The next question to test was whether it was the species of the mother that had the strongest effect on the songs to which the young would respond most strongly. If this were so, both pure bred, but foster-raised nestlings as well as hybrid nestlings should respond to songs of the biological mother’s species in the same way as pure bred birds raised by parents of the same species. The results, however, pointed to another way - hybrid nestlings responded more strongly to pied flycatcher calls irrespective of the species of the biological mother. There was even evidence that hybrids with collared mothers responded more strongly to pied flycatcher songs than hybrids with pied mothers!

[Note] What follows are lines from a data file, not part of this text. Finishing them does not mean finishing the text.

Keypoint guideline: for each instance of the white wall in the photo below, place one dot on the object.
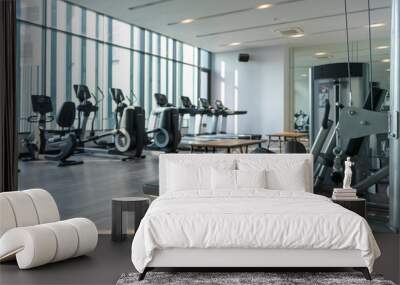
(261, 88)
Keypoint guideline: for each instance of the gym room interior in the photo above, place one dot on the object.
(199, 142)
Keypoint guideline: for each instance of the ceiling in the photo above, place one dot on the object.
(218, 23)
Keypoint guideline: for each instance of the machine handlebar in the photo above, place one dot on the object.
(325, 119)
(96, 99)
(36, 118)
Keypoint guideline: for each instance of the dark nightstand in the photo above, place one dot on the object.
(138, 205)
(357, 205)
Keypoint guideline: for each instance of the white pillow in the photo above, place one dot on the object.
(291, 178)
(251, 178)
(223, 179)
(183, 177)
(190, 176)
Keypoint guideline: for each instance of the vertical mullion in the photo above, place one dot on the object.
(53, 56)
(159, 64)
(110, 70)
(142, 70)
(96, 69)
(131, 63)
(18, 70)
(150, 73)
(44, 48)
(174, 66)
(68, 65)
(83, 47)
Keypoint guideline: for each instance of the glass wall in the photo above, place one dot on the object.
(60, 44)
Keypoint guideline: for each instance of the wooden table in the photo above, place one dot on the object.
(285, 136)
(227, 144)
(357, 205)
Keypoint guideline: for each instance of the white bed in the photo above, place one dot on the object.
(279, 225)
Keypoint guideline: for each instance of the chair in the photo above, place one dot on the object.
(31, 231)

The evidence hence rules out experience or maternal effects as main factors that influence the response of young birds to songs of either species. The implication is that it is genetics that has the strongest effect. A genetic predisposition to prefer same species songs is thus the built-in safeguard to maintain species-specific mating calls and reduce instances or the effects of learning songs of related species.
Why it happens, in a few cases, nevertheless, and more males learn other-species songs, would be related to male-male competition and control of territory, the paper says. The main factor that “tunes avian auditory systems to be most sen¬sitive to conspecific vocalizations,” however, would appear to lie in the genetic, and hence species-specific heritage, the paper says.